There are just eight GICs in England - two centres in London, as well as Sheffield, Leeds, Newcastle, Daventry, Nottingham and Exeter.
Just two of those clinics assess children.
Hormone therapy for adults means taking the hormones of your preferred gender.
The NHS says a trans man - female to male - will take masculinising testosterone, while a trans woman will take oestrogen.
And Mr Inglefield is not alone in calling for change. Earlier this month experts from McGill University, Canada, also called for the mental assessments to be dropped for both adults and teens.
Bioethicist Florence Ashley wrote in the Journal of Medical Ethics: “The fundamental ethos is that people know what they want regarding their body.
“Whether they want hormones or whether they want to be pregnant and keep a child to term — they should have the power to bring about the desired situation.”
However, the trans community appears divided on the subject.
Journalist and author David Thomas found ‘comfort and support’ from speaking with psychological experts - and says the assessment is ‘necessary, especially for young people.’
He adds: “I can easily imagine kids ascribing feelings to being transgender that might actually be due to being gay, or just going through a developmental phase.
“Of course, for actual trans kids it's not a phase and they won't get over it ... but you need to make damn sure before you start prescribing life-changing treatments.
“I'm also very wary about making any definitive decisions too soon, because even if a teenager is transgender, full gender transition may very well not be the only appropriate course of action.
“He or she may actually be OK at a different point on the spectrum, living with a gender-queer, androgynous presentation and they may not settle on the way of life that works best for them until they are fully adult themselves.
“Plus, I have to say that speaking personally, it has been a huge comfort and support to me to have had the chance to speak to lots of people who are experts in the field and receive the reassurance that I am what I think I am.
“That knowledge that I have been properly assessed gives me great strength when faced with sceptical transphobic bigots who act as though we're all sick, or delusional or just faking it.”
“When I say I approve of assessment, I do so on the condition that kids - and adults too - are believed, supported, taken seriously, respected and empowered by the system that is assessing them.

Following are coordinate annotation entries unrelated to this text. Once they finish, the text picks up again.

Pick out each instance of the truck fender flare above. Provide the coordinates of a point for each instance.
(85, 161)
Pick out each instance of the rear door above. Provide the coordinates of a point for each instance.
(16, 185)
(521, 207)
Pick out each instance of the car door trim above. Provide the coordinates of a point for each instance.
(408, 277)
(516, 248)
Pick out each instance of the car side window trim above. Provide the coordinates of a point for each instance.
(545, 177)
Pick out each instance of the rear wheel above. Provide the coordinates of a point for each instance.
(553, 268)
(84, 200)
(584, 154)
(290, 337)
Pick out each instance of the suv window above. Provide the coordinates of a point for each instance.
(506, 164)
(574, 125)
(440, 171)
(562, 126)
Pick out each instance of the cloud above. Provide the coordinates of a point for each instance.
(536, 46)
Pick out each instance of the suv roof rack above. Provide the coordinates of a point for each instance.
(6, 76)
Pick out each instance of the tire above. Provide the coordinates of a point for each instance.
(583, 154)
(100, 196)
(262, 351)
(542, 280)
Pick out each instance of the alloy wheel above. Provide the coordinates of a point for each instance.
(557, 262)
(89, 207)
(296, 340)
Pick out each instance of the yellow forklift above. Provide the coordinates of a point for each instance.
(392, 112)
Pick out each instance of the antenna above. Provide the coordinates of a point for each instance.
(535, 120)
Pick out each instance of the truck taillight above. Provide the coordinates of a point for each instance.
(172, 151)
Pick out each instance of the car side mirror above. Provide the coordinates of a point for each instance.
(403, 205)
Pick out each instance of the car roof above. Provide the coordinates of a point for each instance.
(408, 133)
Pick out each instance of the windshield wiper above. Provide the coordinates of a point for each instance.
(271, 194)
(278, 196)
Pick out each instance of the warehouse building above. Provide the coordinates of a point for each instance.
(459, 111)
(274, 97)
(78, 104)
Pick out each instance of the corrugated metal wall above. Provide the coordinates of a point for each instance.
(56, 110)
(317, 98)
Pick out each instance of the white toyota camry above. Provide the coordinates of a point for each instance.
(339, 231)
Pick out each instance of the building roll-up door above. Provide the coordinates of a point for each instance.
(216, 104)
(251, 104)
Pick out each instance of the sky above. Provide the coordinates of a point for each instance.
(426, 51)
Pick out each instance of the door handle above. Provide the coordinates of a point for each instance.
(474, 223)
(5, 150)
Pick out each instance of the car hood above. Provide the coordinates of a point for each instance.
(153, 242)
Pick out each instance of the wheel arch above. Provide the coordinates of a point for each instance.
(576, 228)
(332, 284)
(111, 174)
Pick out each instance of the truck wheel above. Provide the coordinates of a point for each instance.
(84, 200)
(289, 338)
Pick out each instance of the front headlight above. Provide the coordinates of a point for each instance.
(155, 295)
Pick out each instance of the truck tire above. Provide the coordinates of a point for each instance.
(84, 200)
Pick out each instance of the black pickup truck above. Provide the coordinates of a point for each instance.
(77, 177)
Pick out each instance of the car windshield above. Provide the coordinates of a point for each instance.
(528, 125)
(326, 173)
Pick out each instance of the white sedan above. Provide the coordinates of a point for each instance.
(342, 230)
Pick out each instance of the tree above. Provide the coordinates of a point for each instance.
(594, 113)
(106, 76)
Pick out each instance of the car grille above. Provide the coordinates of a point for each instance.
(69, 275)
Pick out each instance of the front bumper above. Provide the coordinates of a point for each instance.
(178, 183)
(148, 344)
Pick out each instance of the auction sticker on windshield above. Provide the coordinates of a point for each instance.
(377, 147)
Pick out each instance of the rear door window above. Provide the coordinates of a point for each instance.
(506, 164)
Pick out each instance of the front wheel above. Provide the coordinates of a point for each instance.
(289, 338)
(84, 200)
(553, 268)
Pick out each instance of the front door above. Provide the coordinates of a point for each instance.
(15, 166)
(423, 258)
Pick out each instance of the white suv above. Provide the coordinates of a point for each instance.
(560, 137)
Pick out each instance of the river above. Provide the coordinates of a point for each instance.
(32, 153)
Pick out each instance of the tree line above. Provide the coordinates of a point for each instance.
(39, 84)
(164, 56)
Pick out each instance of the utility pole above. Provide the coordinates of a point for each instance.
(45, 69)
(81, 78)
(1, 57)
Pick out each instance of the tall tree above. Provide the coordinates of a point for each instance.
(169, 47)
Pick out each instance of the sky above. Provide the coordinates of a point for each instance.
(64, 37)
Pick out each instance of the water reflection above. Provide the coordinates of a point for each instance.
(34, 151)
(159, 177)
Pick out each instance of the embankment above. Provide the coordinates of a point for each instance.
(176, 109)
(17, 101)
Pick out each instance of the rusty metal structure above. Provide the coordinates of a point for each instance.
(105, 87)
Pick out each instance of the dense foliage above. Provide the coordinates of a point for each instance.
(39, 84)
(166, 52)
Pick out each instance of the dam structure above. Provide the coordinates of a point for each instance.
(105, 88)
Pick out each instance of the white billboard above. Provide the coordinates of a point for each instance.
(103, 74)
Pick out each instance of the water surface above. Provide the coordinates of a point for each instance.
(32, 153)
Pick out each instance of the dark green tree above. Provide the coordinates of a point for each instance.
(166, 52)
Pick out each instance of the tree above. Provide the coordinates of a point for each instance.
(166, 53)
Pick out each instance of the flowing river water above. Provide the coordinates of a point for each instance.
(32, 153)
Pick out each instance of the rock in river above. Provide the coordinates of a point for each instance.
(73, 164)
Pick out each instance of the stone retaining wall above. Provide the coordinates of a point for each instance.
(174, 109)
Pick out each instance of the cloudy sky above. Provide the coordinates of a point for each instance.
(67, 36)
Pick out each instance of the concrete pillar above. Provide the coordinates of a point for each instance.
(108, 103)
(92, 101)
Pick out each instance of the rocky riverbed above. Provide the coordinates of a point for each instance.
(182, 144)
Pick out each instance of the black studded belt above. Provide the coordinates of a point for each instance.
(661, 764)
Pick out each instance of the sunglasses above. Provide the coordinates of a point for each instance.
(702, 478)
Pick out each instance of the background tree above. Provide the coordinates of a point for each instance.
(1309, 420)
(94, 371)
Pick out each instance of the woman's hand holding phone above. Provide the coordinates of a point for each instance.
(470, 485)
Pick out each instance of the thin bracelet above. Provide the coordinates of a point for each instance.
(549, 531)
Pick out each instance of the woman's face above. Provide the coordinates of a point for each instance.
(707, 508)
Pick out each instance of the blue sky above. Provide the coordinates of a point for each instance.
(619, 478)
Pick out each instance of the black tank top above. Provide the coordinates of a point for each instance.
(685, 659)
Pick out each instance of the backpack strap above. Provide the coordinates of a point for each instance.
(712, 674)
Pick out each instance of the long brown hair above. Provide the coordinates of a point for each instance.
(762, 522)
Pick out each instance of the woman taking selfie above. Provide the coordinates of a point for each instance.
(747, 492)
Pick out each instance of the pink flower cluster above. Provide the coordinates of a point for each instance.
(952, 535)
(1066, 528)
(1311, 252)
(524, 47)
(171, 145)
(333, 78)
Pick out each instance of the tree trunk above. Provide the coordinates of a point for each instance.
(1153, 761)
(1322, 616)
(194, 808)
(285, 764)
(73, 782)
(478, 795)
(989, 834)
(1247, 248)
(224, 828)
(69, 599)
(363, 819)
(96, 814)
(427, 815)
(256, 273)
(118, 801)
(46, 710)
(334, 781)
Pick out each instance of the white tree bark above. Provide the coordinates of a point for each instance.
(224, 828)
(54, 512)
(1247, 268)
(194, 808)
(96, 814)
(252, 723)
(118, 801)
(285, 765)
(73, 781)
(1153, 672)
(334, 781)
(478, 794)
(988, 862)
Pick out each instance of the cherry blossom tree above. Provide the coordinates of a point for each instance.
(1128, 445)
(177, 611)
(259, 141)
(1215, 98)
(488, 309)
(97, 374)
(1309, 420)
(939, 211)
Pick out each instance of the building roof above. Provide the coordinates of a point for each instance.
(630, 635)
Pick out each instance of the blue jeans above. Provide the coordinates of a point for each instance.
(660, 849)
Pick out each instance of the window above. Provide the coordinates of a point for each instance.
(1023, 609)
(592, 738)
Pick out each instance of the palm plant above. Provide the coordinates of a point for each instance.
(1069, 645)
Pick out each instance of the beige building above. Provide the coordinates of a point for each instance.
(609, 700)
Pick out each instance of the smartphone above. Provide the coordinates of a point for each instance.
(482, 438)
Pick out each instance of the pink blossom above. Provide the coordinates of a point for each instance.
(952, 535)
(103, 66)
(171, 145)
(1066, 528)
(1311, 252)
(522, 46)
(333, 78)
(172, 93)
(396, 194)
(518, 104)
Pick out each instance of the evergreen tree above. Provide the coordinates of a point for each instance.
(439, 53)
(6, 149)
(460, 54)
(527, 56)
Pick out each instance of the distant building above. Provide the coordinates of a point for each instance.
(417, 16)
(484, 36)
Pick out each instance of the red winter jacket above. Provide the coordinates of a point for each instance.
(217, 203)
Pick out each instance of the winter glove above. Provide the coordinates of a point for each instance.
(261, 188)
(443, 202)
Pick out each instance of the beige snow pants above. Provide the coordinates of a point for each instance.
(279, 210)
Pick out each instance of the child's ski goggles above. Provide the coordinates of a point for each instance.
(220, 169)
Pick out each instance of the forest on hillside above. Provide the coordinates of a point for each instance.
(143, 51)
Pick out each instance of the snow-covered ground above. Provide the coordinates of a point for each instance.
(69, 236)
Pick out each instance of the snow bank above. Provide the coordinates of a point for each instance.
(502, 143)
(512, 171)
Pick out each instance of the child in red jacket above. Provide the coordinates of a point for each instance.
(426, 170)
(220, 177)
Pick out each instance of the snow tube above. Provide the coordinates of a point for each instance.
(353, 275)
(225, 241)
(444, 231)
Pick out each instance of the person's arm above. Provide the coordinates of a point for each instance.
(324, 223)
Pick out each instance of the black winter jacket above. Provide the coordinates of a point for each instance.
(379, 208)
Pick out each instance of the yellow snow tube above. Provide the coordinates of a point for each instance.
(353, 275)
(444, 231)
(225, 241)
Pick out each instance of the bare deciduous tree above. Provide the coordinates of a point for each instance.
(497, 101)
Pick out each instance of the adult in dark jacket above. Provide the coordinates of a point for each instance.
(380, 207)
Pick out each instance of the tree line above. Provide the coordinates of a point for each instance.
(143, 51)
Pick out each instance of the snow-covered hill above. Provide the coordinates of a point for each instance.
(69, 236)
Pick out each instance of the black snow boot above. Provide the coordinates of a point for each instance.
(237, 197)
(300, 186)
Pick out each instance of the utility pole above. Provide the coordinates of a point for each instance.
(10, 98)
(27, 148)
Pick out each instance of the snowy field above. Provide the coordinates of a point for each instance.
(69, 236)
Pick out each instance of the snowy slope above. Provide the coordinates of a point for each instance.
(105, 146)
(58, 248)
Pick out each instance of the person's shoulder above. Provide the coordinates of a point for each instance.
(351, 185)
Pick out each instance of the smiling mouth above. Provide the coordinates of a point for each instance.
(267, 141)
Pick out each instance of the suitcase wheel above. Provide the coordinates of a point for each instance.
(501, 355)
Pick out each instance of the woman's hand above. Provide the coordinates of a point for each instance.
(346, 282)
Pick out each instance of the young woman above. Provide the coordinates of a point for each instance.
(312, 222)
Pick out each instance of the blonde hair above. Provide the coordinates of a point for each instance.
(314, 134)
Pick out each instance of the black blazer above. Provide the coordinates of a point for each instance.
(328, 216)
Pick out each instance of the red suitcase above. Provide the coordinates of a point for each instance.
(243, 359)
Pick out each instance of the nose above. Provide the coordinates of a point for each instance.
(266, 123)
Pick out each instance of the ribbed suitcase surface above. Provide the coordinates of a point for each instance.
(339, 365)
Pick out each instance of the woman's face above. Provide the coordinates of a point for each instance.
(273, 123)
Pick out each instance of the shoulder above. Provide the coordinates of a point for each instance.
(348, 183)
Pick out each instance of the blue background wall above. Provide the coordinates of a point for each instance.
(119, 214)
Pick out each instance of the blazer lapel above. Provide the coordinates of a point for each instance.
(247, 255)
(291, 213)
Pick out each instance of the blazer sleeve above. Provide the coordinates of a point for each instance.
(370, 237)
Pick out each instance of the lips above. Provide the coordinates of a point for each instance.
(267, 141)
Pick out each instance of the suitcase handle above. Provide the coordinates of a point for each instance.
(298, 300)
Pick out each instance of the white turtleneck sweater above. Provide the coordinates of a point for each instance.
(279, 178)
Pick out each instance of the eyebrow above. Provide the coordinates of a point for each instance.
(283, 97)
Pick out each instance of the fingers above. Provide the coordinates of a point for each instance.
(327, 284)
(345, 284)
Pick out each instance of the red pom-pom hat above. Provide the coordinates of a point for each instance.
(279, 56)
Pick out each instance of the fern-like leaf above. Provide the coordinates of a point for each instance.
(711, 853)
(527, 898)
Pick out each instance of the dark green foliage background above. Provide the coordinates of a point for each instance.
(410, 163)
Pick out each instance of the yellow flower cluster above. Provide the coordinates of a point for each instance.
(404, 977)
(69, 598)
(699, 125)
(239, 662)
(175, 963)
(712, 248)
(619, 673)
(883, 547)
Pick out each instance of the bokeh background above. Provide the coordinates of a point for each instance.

“I am not seeking to prevent anyone from transitioning who wants to do so. I certainly don't want to make the lives of trans children and teenagers any harder - I was one, after all!
“I just want to make sure that they are given every resource to find the right path for themselves .. and that includes a full understanding that transition may not be the best thing for every trans person.”
Shock figures reveal 40 per cent of transgender people have attempted to take their own lives at some point, according to a study by the National Centre for Transgender Equality.